Piazza will be joined in the Class of 2016 with Ken Griffey Jr., who earned a whopping 99.3 percent of votes. Piazza earned 83 percent. Jeff Bagwell was 15 votes shy of earning induction this year.

The fact that Piazza, who belted more home runs (427) in his career than any other catcher in the history of baseball, had to wait this long to get the call from the Hall is directly tied to the persistent rumors that he may have dabbled in performance-enhancing drugs during his playing days.

With his induction, Piazza will become something of a trail blazer as voters are seemingly softening their stance on alleged and confirmed “steroid guys” like Barry Bonds and Roger Clemens.

Piazza will become just the second player in history to wear a Mets cap on his Hall of Fame plaque. Tom Seaver, a 1992 inductee, also donned the Mets colors in Cooperstown.

Piazza also played for the Dodgers, Marlins, Padres and A’s but his eight-year stint in New York stands out.

“If the Hall came to me and said, ‘We want you to go in as a Dodger, ‘I’d say, ‘Well, then I’ll go in as nothing,” Piazza said in his 2013 autobiography. “I just wouldn’t feel comfortable with ‘LA’ stamped on my head for all of eternity.”

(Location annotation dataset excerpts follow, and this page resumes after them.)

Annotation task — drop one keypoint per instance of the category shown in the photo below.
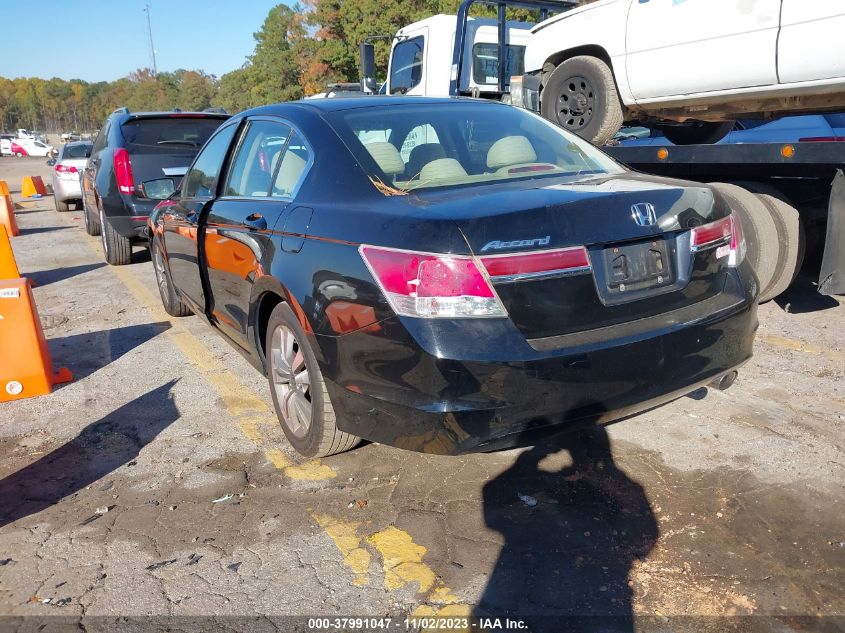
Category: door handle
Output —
(255, 221)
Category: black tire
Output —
(790, 239)
(173, 305)
(580, 96)
(696, 132)
(759, 229)
(320, 437)
(92, 224)
(116, 248)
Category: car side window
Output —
(100, 141)
(201, 178)
(257, 158)
(407, 66)
(291, 169)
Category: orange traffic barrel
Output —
(7, 216)
(8, 265)
(26, 369)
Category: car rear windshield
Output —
(76, 151)
(423, 145)
(169, 134)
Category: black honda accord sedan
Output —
(450, 275)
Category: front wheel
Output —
(696, 132)
(580, 96)
(298, 390)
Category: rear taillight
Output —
(429, 285)
(725, 236)
(537, 264)
(123, 171)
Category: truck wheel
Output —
(581, 97)
(173, 305)
(92, 225)
(696, 133)
(790, 240)
(759, 228)
(298, 390)
(116, 248)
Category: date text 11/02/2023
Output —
(413, 624)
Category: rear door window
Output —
(169, 134)
(291, 169)
(257, 158)
(201, 179)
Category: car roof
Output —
(349, 103)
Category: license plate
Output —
(637, 266)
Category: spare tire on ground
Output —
(761, 232)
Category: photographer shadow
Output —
(565, 562)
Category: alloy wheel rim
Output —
(291, 381)
(576, 104)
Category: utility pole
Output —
(150, 33)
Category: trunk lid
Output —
(636, 269)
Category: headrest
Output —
(387, 157)
(511, 150)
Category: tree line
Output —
(298, 51)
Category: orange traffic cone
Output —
(26, 369)
(33, 185)
(8, 266)
(7, 216)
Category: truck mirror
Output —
(368, 67)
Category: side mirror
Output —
(368, 67)
(160, 189)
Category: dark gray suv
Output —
(131, 150)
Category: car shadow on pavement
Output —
(45, 277)
(573, 526)
(101, 447)
(86, 353)
(803, 296)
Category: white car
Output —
(689, 66)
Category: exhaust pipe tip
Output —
(725, 381)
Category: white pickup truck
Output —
(687, 66)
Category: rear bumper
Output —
(128, 215)
(405, 388)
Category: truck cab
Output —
(421, 57)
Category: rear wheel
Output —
(696, 133)
(580, 96)
(790, 244)
(116, 248)
(759, 229)
(173, 305)
(92, 224)
(298, 390)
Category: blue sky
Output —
(103, 40)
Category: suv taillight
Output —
(123, 171)
(725, 236)
(429, 285)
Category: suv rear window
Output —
(168, 134)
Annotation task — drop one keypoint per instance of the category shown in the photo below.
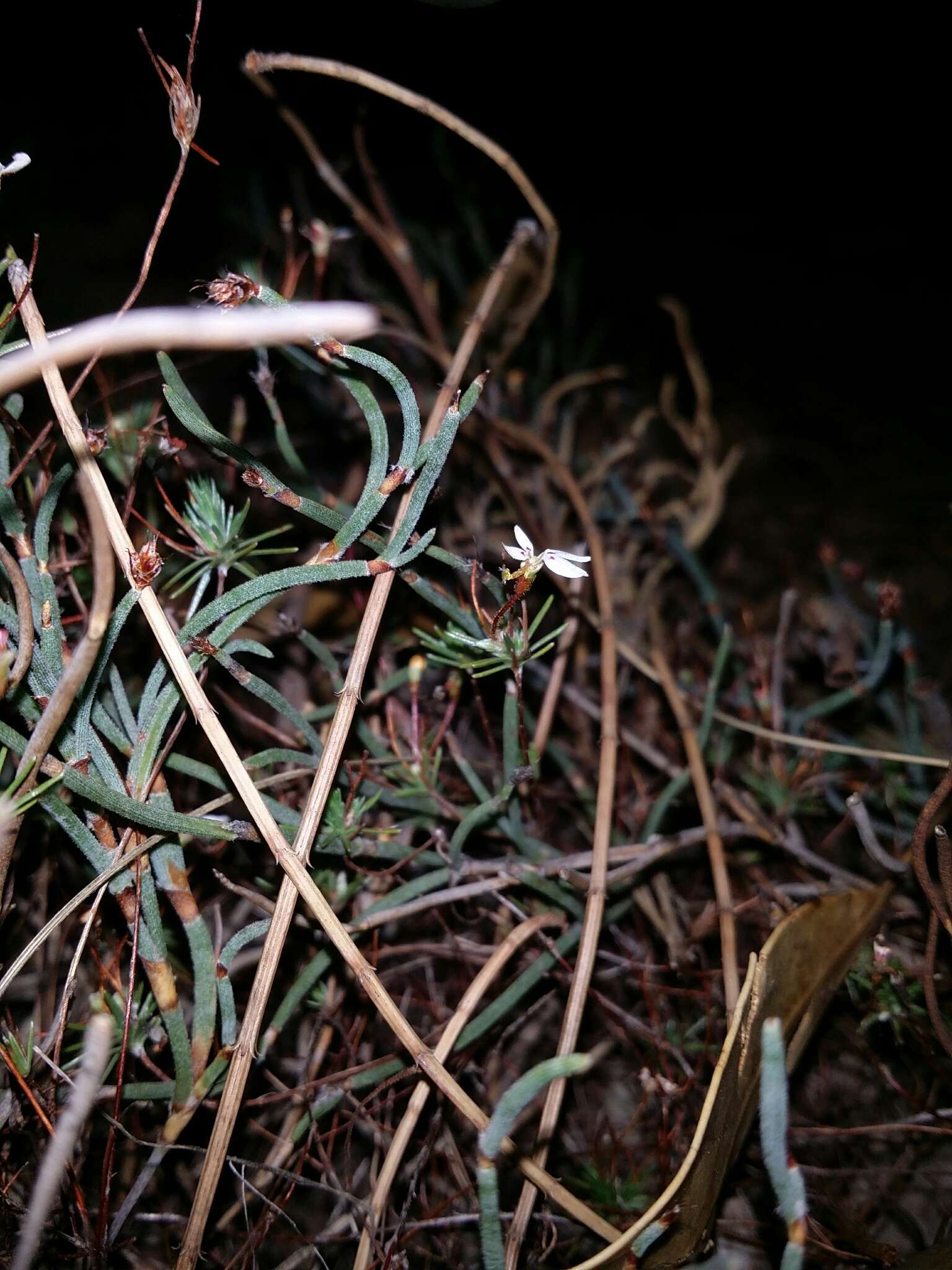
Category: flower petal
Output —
(557, 562)
(566, 556)
(523, 539)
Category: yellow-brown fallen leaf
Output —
(799, 969)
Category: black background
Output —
(783, 178)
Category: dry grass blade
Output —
(418, 1099)
(24, 619)
(184, 328)
(798, 970)
(258, 64)
(97, 1042)
(708, 814)
(79, 666)
(231, 1098)
(221, 742)
(604, 803)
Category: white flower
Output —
(17, 164)
(559, 562)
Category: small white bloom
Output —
(559, 562)
(17, 164)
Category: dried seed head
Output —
(145, 566)
(168, 445)
(232, 290)
(184, 107)
(890, 601)
(265, 380)
(395, 478)
(320, 235)
(97, 438)
(253, 478)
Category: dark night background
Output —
(785, 180)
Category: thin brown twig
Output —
(56, 1160)
(148, 329)
(81, 665)
(106, 1178)
(604, 807)
(293, 860)
(107, 876)
(778, 662)
(257, 64)
(550, 698)
(418, 1099)
(783, 738)
(24, 620)
(394, 249)
(938, 908)
(708, 814)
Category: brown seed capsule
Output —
(232, 290)
(890, 601)
(97, 438)
(145, 566)
(253, 478)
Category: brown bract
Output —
(145, 566)
(232, 290)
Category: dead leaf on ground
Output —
(799, 969)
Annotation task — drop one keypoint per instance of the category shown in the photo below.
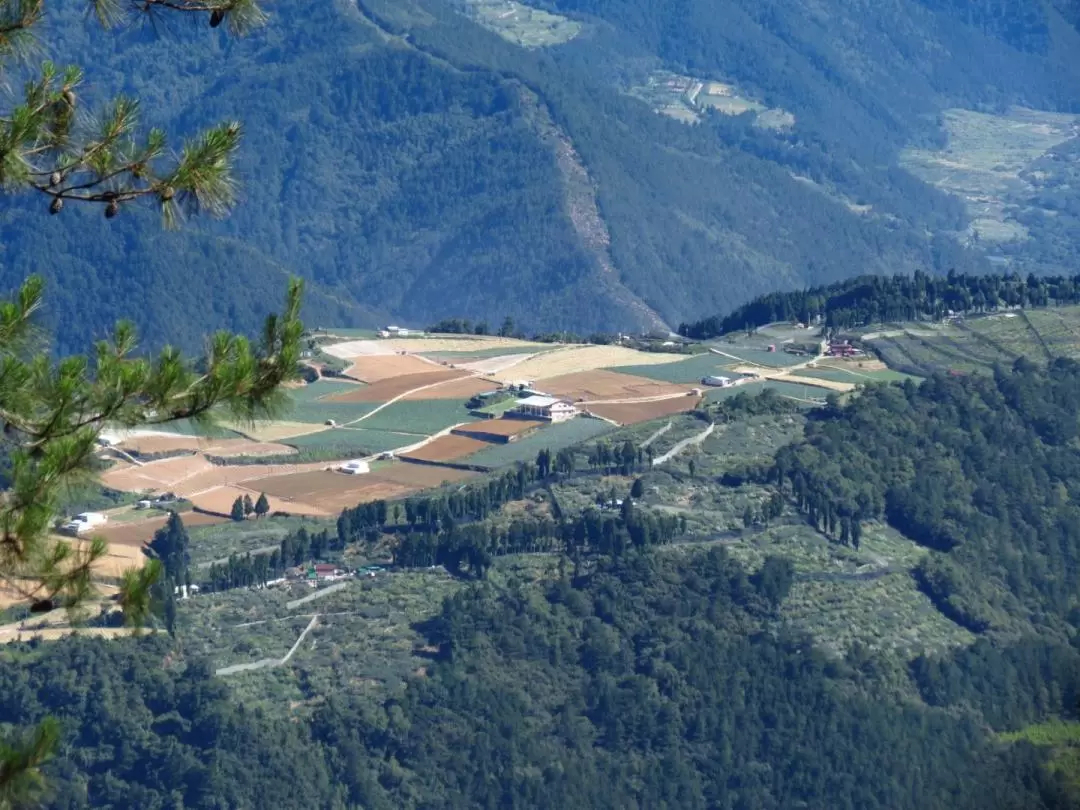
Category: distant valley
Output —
(424, 159)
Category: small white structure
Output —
(717, 381)
(545, 407)
(84, 522)
(356, 467)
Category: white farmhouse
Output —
(545, 407)
(356, 467)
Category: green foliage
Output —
(980, 470)
(878, 299)
(187, 741)
(551, 437)
(466, 158)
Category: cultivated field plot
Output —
(604, 385)
(136, 532)
(643, 412)
(191, 474)
(794, 390)
(154, 475)
(221, 447)
(842, 596)
(685, 370)
(498, 428)
(278, 431)
(521, 24)
(851, 375)
(574, 359)
(327, 490)
(378, 367)
(984, 163)
(422, 417)
(460, 389)
(119, 558)
(753, 440)
(420, 476)
(364, 639)
(354, 442)
(391, 387)
(447, 448)
(481, 354)
(553, 437)
(219, 500)
(316, 402)
(215, 543)
(352, 349)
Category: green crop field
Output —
(189, 428)
(687, 372)
(364, 642)
(553, 437)
(984, 163)
(842, 596)
(421, 417)
(210, 543)
(795, 390)
(481, 353)
(521, 24)
(308, 404)
(343, 442)
(980, 342)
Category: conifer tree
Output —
(52, 412)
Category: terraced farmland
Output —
(553, 437)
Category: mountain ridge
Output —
(392, 160)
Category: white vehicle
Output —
(84, 522)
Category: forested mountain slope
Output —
(415, 164)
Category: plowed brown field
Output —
(633, 413)
(191, 474)
(224, 447)
(329, 490)
(136, 532)
(420, 476)
(603, 385)
(383, 366)
(498, 427)
(463, 389)
(220, 500)
(447, 448)
(392, 387)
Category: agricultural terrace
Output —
(643, 412)
(576, 359)
(447, 448)
(977, 343)
(602, 385)
(552, 437)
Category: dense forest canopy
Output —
(875, 299)
(652, 683)
(981, 470)
(424, 166)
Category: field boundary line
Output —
(679, 446)
(270, 661)
(316, 595)
(657, 435)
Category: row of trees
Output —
(980, 470)
(244, 508)
(594, 532)
(869, 299)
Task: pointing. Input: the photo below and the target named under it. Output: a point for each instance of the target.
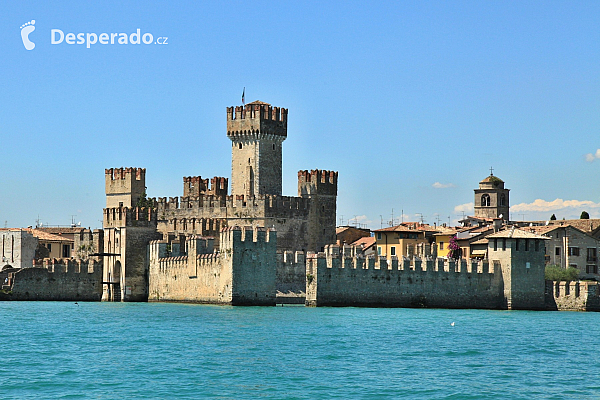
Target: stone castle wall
(346, 279)
(572, 296)
(242, 273)
(58, 280)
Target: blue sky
(412, 102)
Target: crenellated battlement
(69, 265)
(246, 237)
(572, 296)
(125, 173)
(351, 257)
(195, 186)
(317, 182)
(256, 120)
(124, 186)
(259, 202)
(125, 216)
(347, 277)
(242, 272)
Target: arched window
(485, 200)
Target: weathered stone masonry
(242, 273)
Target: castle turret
(257, 132)
(520, 256)
(195, 186)
(491, 199)
(124, 186)
(321, 187)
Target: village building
(400, 240)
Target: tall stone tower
(491, 199)
(520, 256)
(257, 131)
(320, 187)
(127, 231)
(124, 186)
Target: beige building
(570, 247)
(398, 240)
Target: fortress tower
(320, 187)
(257, 131)
(491, 199)
(124, 186)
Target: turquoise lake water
(184, 351)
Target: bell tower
(257, 131)
(491, 199)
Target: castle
(257, 131)
(247, 247)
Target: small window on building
(485, 200)
(591, 256)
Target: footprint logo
(26, 29)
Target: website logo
(26, 29)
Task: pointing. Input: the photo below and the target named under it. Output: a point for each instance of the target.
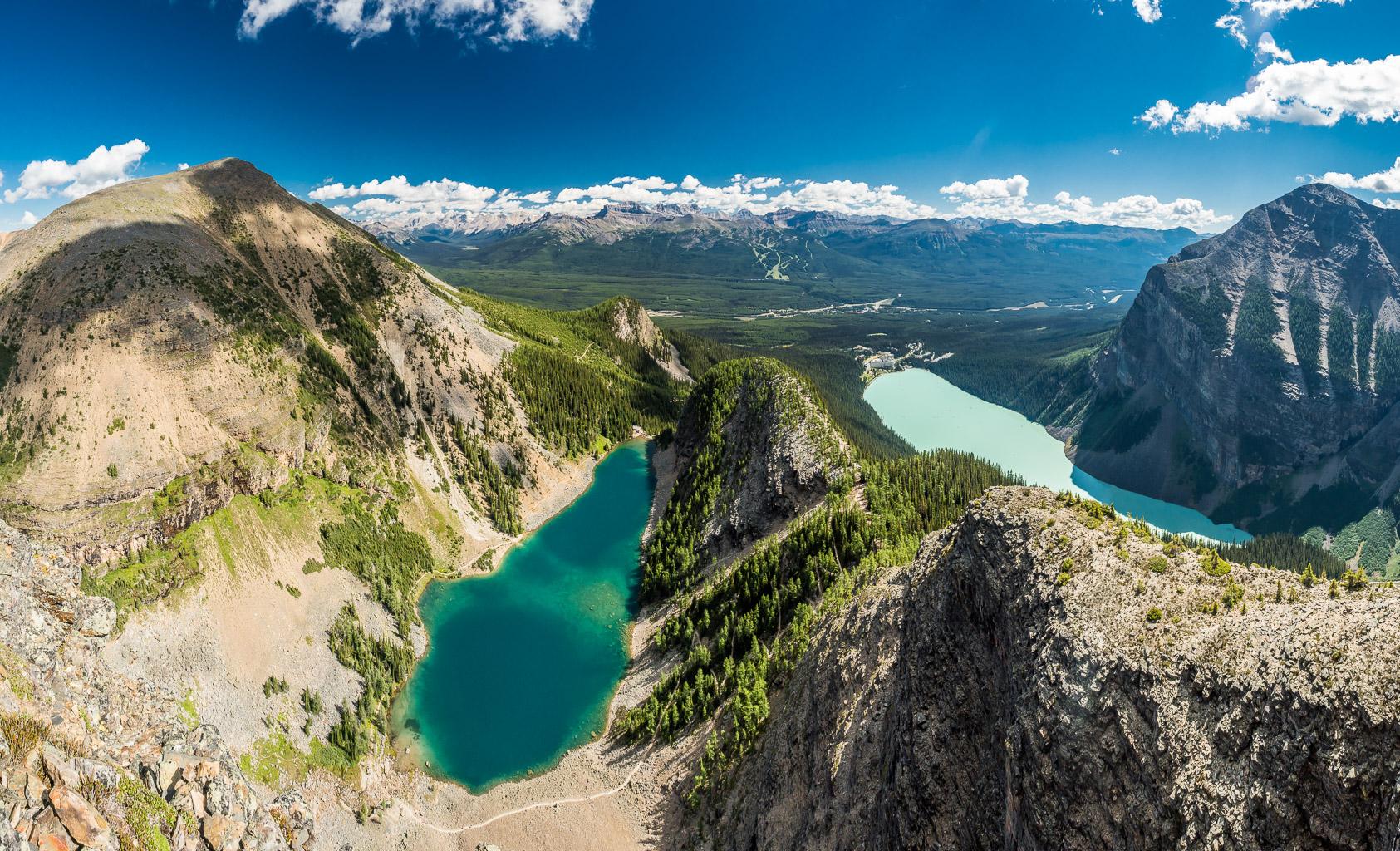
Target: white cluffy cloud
(1148, 10)
(1007, 198)
(104, 167)
(1283, 7)
(989, 188)
(396, 200)
(1267, 47)
(494, 20)
(1382, 181)
(1306, 93)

Piazza is regarded as one of the top offensive catchers of all-time, as he is fourth all-time among catchers in RBI. In 16 MLB seasons, Piazza drove in 1,335 runs and registered 2,127 hits.

Piazza was involved in two of the more memorable plays in MLB history, for entirely different reasons. He hit a go-ahead, eighth inning home run on Sept. 21, 2001 at Shea Stadium – 10 days after the terrorist attacks in Manhattan. It was the first professional sporting event played in the city following the attacks.

In the 2000 World Series, Piazza broke his bat off a pitch thrown by Clemens. The Yankees hurler threw the barrel of the bat directly at Piazza and was seen shouting, “I thought it was the ball.”